Selon plusieurs sources locales, les attaques de représailles ont visé plusieurs villages du territoire de Djugu après une offensive de la CRP contre des positions des FARDC aux environs de Pimbo.

La CRP, groupe armé actif dans l’Ituri, est souvent assimilée à la communauté Hema, tandis que la Codeco affirme défendre les intérêts de la communauté Lendu. Le leader de la CRP est un ancien condamné de la cour pénale internationale (CPI) de retour au pays après avoir purgé sa peine avant de récidiver.

Il a été dans l’histoire, la toute première personne à être jugé par cette cour.

L’insécurité persistante dans la zone a retardé le ramassage des corps pendant plusieurs jours.

"Jusqu’à présent, seuls 25 corps ont été enterrés. Plusieurs dépouilles restent encore abandonnées"
, a précisé Dieudonné Losa joint dimanche par Anadolu.
Dans un communiqué publié vendredi, l’association Ente, principale organisation représentative de la communauté Hema en RDC, a qualifié ces violences de
"massacre"
et appelé les populations à éviter toute représaille.

Autre attaque

Parallèlement, le bilan d’une autre attaque attribuée aux rebelles des ADF (Allied Democratic Forces), survenue le 7 mai à Biakato, dans le territoire de Mambasa, s’est alourdi.

Selon Rams Malikidogo, membre de l’ONG de défense des droits humains APDEF, au moins 21 civils ont été tués dans cette attaque, contre un précédent bilan de 15 morts.

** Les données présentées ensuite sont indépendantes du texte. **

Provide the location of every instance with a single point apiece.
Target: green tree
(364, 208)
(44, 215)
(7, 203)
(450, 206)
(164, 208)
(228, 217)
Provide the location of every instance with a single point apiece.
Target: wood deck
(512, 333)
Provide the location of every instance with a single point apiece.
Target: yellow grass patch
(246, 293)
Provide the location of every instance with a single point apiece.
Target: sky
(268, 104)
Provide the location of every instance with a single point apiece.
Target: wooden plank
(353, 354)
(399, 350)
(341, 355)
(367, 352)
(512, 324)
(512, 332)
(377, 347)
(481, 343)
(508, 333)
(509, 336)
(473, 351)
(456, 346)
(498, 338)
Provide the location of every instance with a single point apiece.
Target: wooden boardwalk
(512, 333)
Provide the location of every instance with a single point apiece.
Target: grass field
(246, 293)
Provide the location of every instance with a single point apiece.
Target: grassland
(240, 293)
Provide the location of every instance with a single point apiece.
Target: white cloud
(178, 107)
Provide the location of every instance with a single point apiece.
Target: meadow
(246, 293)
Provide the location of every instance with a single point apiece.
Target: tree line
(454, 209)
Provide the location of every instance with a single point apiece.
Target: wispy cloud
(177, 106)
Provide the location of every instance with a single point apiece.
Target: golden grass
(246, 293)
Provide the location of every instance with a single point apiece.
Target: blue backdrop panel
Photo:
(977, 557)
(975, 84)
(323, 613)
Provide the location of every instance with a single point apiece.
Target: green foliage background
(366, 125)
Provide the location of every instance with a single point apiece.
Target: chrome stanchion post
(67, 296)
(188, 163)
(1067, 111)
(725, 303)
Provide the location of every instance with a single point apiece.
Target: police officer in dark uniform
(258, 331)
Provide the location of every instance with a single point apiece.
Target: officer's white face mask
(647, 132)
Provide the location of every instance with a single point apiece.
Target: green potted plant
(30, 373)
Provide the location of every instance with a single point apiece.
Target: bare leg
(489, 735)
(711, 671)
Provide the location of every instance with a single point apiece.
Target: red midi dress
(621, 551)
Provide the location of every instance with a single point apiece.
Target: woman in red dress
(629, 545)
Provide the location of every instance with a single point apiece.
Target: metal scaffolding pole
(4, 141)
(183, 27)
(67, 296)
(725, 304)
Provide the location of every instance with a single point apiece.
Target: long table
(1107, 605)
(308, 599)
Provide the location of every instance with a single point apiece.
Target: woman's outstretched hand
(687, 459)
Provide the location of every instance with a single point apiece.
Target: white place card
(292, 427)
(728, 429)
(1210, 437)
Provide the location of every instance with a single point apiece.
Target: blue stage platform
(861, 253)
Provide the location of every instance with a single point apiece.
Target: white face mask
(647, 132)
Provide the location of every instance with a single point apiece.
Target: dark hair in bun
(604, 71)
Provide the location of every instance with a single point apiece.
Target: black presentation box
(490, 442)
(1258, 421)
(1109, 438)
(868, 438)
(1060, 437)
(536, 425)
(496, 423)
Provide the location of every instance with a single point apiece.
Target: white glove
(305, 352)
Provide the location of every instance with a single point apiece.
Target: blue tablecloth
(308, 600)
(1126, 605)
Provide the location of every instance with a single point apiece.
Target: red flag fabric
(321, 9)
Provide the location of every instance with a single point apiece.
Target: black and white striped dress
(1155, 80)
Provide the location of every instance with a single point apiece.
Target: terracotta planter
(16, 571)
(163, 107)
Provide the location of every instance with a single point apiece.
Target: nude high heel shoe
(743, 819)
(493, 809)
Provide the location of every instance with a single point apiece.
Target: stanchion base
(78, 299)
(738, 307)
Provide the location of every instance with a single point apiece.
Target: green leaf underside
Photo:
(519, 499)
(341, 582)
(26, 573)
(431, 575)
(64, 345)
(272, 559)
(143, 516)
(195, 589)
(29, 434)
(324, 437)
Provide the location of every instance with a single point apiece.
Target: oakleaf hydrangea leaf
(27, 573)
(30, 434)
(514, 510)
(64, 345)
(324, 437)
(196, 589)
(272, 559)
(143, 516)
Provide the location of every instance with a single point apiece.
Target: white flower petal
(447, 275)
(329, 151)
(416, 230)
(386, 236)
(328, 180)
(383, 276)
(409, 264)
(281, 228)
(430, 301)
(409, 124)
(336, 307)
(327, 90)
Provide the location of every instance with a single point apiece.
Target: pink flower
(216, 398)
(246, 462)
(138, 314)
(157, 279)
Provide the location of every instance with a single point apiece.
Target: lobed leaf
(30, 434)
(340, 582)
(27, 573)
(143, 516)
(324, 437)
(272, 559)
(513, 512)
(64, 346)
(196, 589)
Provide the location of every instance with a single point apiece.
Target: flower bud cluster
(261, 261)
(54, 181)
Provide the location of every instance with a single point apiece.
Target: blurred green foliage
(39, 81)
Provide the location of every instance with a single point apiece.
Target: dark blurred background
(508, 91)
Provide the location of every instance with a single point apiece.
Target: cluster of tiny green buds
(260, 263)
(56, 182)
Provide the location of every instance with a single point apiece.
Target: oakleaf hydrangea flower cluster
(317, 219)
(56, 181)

Plusieurs habitants sont également portés disparus après cette incursion meurtrière qui a touché plusieurs quartiers de Biakato.

Les ADF, groupe armé d’origine ougandaise affilié à Daech, sont régulièrement accusés de massacres contre les civils dans les provinces de l’Ituri et du Nord-Kivu.

Face à la détérioration de la situation sécuritaire, la Mission des Nations unies pour la stabilisation en RDC (MONUSCO) a annoncé un renforcement de son dispositif dans les territoires de Djugu et d’Irumu.

Patrouilles de sécurisation

"Depuis le 4 mai, la MONUSCO a déployé plusieurs bases opérationnelles mobiles à Lipa et Lauju, dans le territoire de Djugu, ainsi qu’à Boga-village, Kasenyi et Mukasila, dans le territoire d’Irumu, afin de renforcer sa présence protectrice et sa capacité de réponse rapide face aux menaces sécuritaires"
, a déclaré le lieutenant-colonel Charles Idjiwa, porte-parole militaire de la mission onusienne.
Selon la MONUSCO, des patrouilles de sécurisation ont également été intensifiées à partir des bases de Fataki et Gina après l’attaque menée le 28 avril contre les positions des FARDC à Pimbo.

Province riche en ressources aurifères et frontalière de l’Ouganda, l’Ituri est le théâtre de violences armées récurrentes impliquant groupes communautaires et mouvements rebelles. D’après le Bureau des Nations unies pour la coordination des affaires humanitaires (OCHA), près d’un million de personnes y sont déplacées internes.